Maybe an event has already taken place that spells doom for out extremely well fed friends. Perhaps they have been so busy swindling the rest of us that they did not notice the high tide of banking excess has reached a turning point.

Revolutions, even against the most despicable tyrants, never happen unless there is someone, or something of a revolutionary nature that sparks the gunpowder.

Billothewisp reckons (or at least hopes)the today that spark has arrived and has the name of Peer to Peer banking.

Currently the most popular manifestation is a company called ZOPA but there other infant companies like Funding Circle. The concept has even expanded into the charity field with an organisation called KIVA.

Currently all of these companies simply deal with arranging and financing loans. But all revolutions have to start somewhere.

Peer to Peer banking works in a completely different way to normal banking.

With a bank you borrow off the bank. They decide the rate. You get what you are given. The money they take in from savers gathers derisory interest. The bankers pocket almost all the profit.

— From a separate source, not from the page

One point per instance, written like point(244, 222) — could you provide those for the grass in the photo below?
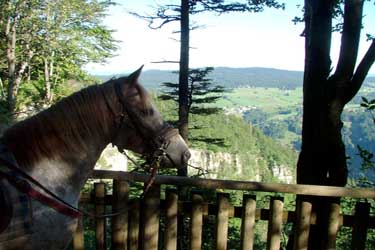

Companies like ZOPA work in a completely different way. They are an arranger. They do not own the loans, but they take a commission for sorting things out.

A loan for £500 will have 50 lenders, each lending £10. Each lender, lending in total £500 will lend £10 to 50 different borrowers. All borrowers are credit checked as for a normal loan, and the risk of bad debt is reduced by the spread of the lenders money over many borrowers.

The best part is that the interest rate is determined by what the lenders is prepared to lend it for - and what the borrower is prepared to pay. Hence the name ZOPA (Zone Of Possible Agreement). Borrowers pay less and lenders gain more. This would have been impossible before modern computers.

It is revolutionary. The cobwebbed ossified banks have no answer.

I hope it works.

I hope ZOPA, its clones and competitors continue to grow exponentially. I really hope the greedy banking elite come to rue the day the scorned and swindled the British public. Maybe with a real revolutionary alternative to the big banks we will avoid ever getting in this mess again.

I'm having a go with ZOPA (you want to try lending through them, you can start with £50.00), also Funding Circle and soon KIVA. It's worth a punt.

I'll tell you how it goes.

2 comments:

Dioclese said...

Franky, if I was offered a " million quid bonus, I'd say "Thanks" and then fuck off with it larfing all the way to the bank. I wouldn't bother to work after that.

Unfortunately these greedy bastards don't say thanks, still take it, and then come back for another one next year. The only similarity seems to be that neither of us would give a toss what anyone else thought about it!

ZopaSarah said...

Thanks for your kind wishes and comments - we hope your lending at Zopa, FC and Kiva are rewarding, in more ways than one!